Calling, writing, willing my thoughts
Kinetic cosmos of communication
Are you listening?
Will you answer me?
They say I’m demanding
I refuse to accept a background role
When you come in the night
And chill my soul
I’ll be waiting
I’ve been stewing
I’ll know exactly what to say
I’ve been writing it down for years
This must be the place
I go in, someone else comes out
Forgiveness, absolution, go with God
He won’t go with you
Why would anyone follow when they have the chance to lead?

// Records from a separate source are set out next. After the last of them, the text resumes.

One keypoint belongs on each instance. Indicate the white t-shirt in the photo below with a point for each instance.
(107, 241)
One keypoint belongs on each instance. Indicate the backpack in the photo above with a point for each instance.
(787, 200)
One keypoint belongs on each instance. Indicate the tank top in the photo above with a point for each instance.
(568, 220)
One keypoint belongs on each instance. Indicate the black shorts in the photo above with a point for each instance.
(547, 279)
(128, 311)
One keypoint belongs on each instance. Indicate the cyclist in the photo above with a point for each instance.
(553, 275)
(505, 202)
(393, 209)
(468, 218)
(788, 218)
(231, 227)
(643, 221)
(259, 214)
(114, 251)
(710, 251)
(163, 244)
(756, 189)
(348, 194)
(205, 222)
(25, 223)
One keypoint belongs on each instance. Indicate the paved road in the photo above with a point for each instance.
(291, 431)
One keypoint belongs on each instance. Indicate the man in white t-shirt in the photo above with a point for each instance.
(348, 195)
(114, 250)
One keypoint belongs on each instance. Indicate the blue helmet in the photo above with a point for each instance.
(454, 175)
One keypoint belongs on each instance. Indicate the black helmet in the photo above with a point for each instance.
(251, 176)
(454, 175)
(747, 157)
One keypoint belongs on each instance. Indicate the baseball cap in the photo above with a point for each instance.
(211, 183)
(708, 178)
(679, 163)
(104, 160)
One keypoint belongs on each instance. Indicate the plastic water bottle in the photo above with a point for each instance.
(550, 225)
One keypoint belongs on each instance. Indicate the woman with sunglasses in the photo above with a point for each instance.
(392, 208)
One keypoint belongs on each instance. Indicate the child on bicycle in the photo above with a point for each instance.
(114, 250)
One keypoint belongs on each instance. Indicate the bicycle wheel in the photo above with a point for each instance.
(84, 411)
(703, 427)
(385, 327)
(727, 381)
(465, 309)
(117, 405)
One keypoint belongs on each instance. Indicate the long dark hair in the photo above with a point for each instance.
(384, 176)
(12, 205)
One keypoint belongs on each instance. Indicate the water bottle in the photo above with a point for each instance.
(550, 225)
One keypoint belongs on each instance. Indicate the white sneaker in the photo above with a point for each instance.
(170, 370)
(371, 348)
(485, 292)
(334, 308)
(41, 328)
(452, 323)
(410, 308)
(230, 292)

I’ve been leaving, I’ve been left.
I’ve been looking for you and I think I’ll find you
I think you want to be found
I think you left breadcrumbs
I think you live in a gingerbread house
And no huffing, no puffing, will blow this slate clean
Cut the sad songs, hold your howling,
You already said everything
I’m looping, I’m livid, I’m lifted, I’m behind the wheel
And I can’t hold on, can’t steer straight,
Can’t pray for you, can’t concentrate
Do you believe it? Do you lie?
Are you ever alone? Like really alone?
Abandoned, isolated, disconnected, misdirected
Like there’s a chance
And all this fucking time
I’ve been training to capture you.
You think you know what it’s like to suffer?
Do you think the casual observer learns anything?
Feels anything? Feels this.
This rip. This wretch. This concrete throat.
This spinning sinking slopping swimming
When was the last time you surrendered to your own sick
Your own stratosphere
Do you know what that’s like
To really feel what no one else feels
To really be somewhere else
Be someone else
Suspended in constructed reality
Walking through your body
Submerged in the sidewalk
Because it’s hard
Because it’s solid
Because it’s something
To support your swaying ghost
To this practice of faking it
Moving on marching forward
The nicknames the code words the language
I turned addict
But you started it
And after all of this and all of that
A page of prose in a state school anthology
Reminds me I still hate you
And you don’t think about me at all.